37 thoughts on “A stink eye will prevent gulls from stealing your food

  1. I never thought I would hate a species… But seagulls are getting there… If only they wouldn’t make such horrible and nail-scratching-chalkboar-y sounds I could forgive their cheekiness. But those horrible noises…. ARGH!

    1. Yeah, the big gulls (black-backed gulls, here in NZ) are thugs and bullies, and easy to hate.

      And they do know which way you’re looking. If I’m walking up the beach and a big gull is near my track I alter course towards them and stare at them as I approach and they do notice – when I’m as far as twenty feet away they start to walk in the other direction, faster and faster as I continue to approach them. Until they take off. They take no notice of other beachgoers who are ignoring them.

      cr

    2. They were singing their dawn chorus on the wheelie bins at god-awful o’clock this morning. A curse on their feathers!
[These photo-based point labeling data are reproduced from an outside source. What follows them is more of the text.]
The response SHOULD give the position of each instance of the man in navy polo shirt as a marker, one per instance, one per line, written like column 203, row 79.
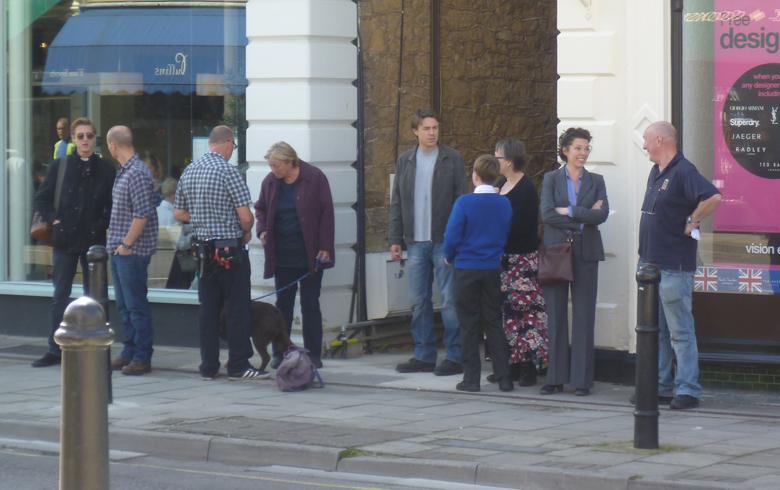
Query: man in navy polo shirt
column 677, row 198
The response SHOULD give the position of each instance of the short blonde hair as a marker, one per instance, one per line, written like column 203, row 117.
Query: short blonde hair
column 486, row 168
column 283, row 152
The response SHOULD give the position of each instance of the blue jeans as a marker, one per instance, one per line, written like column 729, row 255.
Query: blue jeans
column 425, row 260
column 63, row 271
column 130, row 275
column 677, row 335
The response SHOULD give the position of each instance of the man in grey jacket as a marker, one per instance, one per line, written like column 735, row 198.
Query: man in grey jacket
column 428, row 179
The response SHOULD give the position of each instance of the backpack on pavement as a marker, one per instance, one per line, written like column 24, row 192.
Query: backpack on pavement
column 297, row 371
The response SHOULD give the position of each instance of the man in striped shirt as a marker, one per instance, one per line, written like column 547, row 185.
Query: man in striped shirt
column 214, row 198
column 132, row 239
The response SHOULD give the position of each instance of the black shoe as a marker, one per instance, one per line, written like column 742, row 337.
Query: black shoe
column 506, row 384
column 662, row 399
column 448, row 368
column 550, row 389
column 463, row 386
column 528, row 374
column 415, row 366
column 47, row 360
column 276, row 361
column 683, row 402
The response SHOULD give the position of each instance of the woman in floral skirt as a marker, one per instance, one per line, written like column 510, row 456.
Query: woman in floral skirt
column 525, row 320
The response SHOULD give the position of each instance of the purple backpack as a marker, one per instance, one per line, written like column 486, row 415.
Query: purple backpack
column 297, row 372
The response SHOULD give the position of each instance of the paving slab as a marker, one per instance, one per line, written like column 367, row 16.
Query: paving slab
column 375, row 420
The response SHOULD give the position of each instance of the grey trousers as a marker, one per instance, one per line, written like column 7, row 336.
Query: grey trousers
column 576, row 368
column 478, row 303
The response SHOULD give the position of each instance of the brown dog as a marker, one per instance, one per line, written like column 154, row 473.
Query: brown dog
column 266, row 325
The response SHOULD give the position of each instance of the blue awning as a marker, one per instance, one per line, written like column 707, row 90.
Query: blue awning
column 147, row 50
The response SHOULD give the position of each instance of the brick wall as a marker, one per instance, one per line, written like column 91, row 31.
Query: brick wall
column 498, row 79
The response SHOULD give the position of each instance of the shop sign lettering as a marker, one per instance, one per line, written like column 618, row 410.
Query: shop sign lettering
column 731, row 16
column 176, row 69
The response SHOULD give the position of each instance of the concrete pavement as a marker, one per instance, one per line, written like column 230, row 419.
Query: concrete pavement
column 371, row 419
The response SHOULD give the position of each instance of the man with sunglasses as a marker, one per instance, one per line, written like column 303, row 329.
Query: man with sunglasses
column 75, row 197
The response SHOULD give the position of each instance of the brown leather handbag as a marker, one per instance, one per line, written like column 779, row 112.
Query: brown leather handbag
column 555, row 263
column 40, row 230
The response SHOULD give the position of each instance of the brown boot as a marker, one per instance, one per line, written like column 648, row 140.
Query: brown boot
column 136, row 368
column 119, row 363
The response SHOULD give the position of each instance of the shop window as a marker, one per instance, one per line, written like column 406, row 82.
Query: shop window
column 730, row 96
column 169, row 73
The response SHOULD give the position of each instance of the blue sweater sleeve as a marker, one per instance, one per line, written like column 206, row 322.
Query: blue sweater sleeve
column 453, row 234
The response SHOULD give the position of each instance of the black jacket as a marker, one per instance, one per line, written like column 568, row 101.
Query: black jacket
column 85, row 202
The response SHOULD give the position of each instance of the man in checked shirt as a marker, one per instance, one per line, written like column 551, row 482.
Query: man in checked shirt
column 214, row 198
column 132, row 239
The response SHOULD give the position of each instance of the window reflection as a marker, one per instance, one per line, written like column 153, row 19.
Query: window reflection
column 183, row 75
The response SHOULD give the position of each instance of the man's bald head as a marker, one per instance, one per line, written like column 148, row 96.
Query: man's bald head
column 121, row 136
column 665, row 130
column 660, row 142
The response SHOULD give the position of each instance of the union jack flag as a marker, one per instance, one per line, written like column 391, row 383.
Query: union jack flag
column 706, row 279
column 751, row 280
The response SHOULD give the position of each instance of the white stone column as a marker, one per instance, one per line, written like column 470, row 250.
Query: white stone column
column 300, row 65
column 614, row 64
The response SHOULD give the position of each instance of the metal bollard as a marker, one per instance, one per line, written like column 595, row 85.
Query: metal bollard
column 646, row 386
column 97, row 258
column 84, row 336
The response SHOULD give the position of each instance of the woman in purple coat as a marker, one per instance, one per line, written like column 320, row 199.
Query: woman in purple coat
column 295, row 224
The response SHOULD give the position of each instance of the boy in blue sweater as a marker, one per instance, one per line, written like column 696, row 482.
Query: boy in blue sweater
column 474, row 242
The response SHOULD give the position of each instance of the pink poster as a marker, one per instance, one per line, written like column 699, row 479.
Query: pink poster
column 746, row 118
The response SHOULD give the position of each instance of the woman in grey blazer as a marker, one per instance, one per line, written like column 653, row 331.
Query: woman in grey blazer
column 573, row 204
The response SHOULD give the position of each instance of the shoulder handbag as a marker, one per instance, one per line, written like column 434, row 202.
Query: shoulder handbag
column 555, row 263
column 40, row 230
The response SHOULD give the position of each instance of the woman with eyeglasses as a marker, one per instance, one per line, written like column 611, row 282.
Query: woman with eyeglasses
column 525, row 320
column 295, row 224
column 573, row 204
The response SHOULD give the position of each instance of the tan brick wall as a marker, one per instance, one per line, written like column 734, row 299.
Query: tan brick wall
column 498, row 74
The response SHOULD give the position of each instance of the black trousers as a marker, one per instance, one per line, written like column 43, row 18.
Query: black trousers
column 478, row 304
column 225, row 288
column 310, row 305
column 64, row 271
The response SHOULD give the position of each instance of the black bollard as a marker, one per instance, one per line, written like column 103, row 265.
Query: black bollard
column 646, row 386
column 97, row 259
column 83, row 335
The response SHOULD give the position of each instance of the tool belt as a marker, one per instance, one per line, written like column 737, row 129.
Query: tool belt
column 224, row 253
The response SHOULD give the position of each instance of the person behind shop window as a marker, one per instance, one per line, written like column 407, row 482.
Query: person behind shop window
column 295, row 224
column 474, row 242
column 132, row 240
column 79, row 220
column 178, row 278
column 677, row 199
column 64, row 146
column 165, row 208
column 524, row 313
column 151, row 161
column 573, row 205
column 419, row 209
column 213, row 197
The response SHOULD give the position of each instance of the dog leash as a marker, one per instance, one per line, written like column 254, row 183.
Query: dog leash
column 317, row 264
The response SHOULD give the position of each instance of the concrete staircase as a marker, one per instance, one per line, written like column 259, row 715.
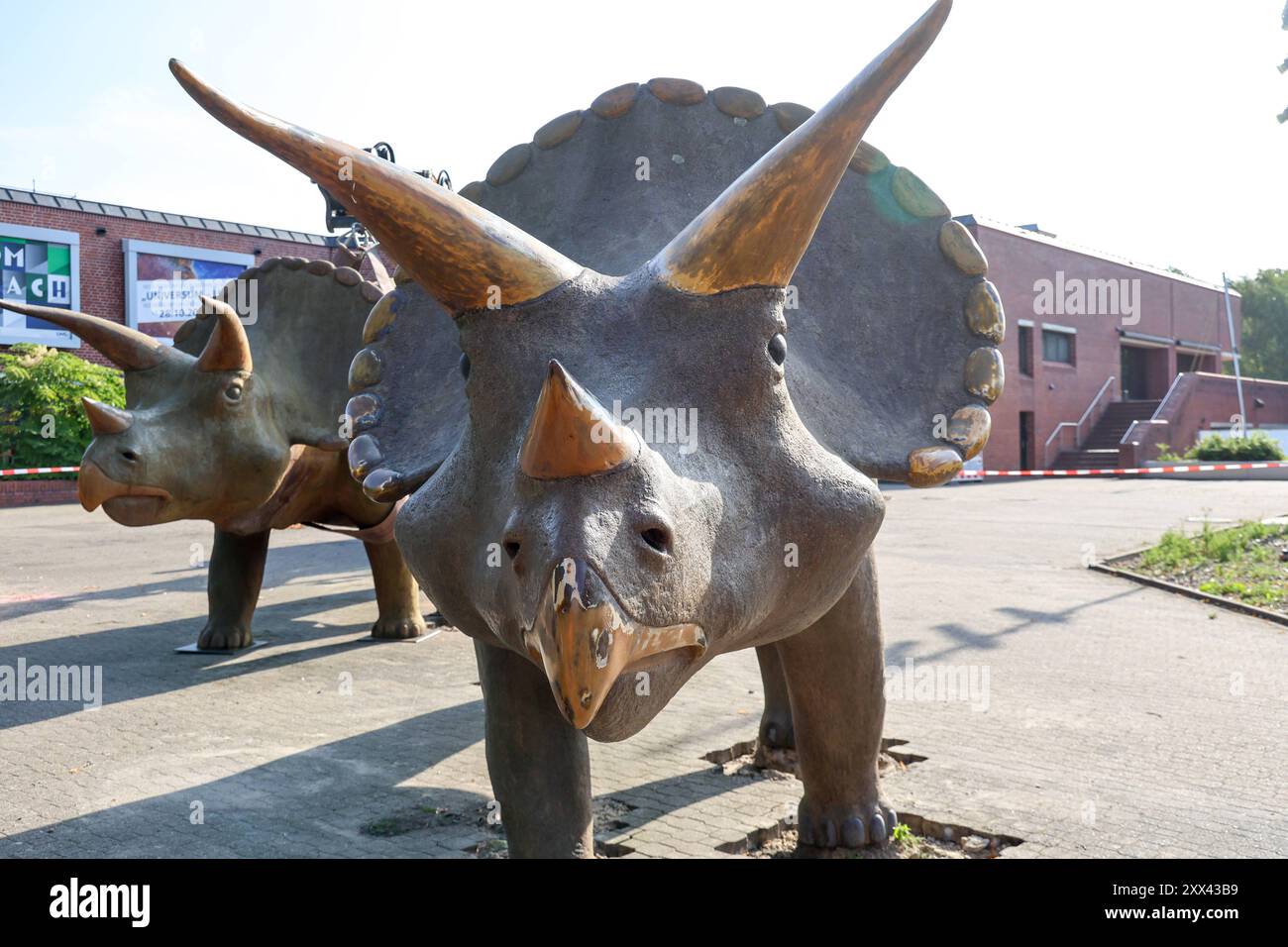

      1. Yes. They understand human beach behavior. Once the humans are distracted enough and far away from their stuff, the monkeys steal everything — food, backpacks, cameras, clothes. Everything.

    1. The vervet monkeys in South Africa are truly criminal and vulgarly sexist at breakfast time. They watch the outdoor tables until a man gets up and leaves his wife and daughter. Then he slips in and grabs a croissant or bagel and leaps away lickety-split. They have learned that men and older boys tend to guard the table, while women tend to recoil.

      1. I saw one in Kruger National Park stealing a yogurt, opening it and eating it. It was interesting and fun to watch. It was not my yogurt though.

    1. Am reminded of how elementary grade students are predisposed to say to one another, “Quit looking at me!”

  2. The way to learn to love gulls is to lean over the back rail of a ship and watch as they float and glide behind you. (Mind your sandwich.)

    1. Yep, I have had the pleasure of working in machinery than got me up high enough and moved fast enough to be able to see them up close.

      There is an enormous variety in the way they flap their wings and glide and dive and hover and zoom.

      1. I’ve got to admit that, as they hover in the updraft at the edge of the pipe deck or compression module, they do look rather magnificent.
        Then they unload a belly full of splatter, once they’ve judged the wind strength, drag, and onlooker location. Glaswegians consider this to be a sign of good luck. Which says more about Glaswegian’s histories than it does about the fortune telling abilities of Laridae.

  3. Does it help to growl “I know what you’re thinking, punk” à la Clint Eastwood while you’re giving the gull the stink-eye?

  4. Birds are smart. Dogs (don’t know about cats) ‘know’ when no one is looking as well. We have one that is perfectly polite in the kitchen, even when there’s food on the counter. Leave the room with food unattended (and not sufficiently placed far enough from the counter’s edge) and the food is soon dog food. Gotta love it.

    1. Cats do this too but ‘no one’ means no cats or people or perhaps no creatures. I’ve always imagined that they have a sense of competing with others for food. If all other creatures are out of the room, it’s not an issue.

      They have complicated algorithms for determining whether it is ok to take food when others are present. One of our cats will regularly nose the other out of the way as he knows his ‘brother’ won’t oppose it. He also takes food from me because he knows I will occasionally allow him to take it and, even if I don’t let him have it, I only fend him off gently. He won’t take my wife’s food in her presence because he knows she never allows it.

  5. This is SCIENCE… But perhaps it’s best to just watch the video that very clearly demonstrates the “stink-eye effect”.

    Perhaps it would be best to wait for a pre-registered replication. After all, this is Science.

  6. Gulls are sneak thieves, bullies and cowards. They won’t take food from someone bigger than them when that person is watching.

    cr

  7. Changes in waste management practices mean that much less food is tipped in landfill sites than was once the case (at least in western Europe and the UK) but gulls have long exploited landfill sites as a feeding resource. Another example of their smartness is that they apparently learned that there would be no deliveries of waste on Sundays so didn’t bother to show up on that day but foraged elsewhere instead. They could not get their heads around other public holidays however and on a ‘bank holiday Monday’ would sit around the tip waiting for lorries that would not come.

  8. I have a vague recollection of corvids (or squirrels?) checking around to see if rivals are watching them before hiding/retrieving food. Would this be a related behaviour?
    Or is just being stared down just uncomfortable for all species with faces?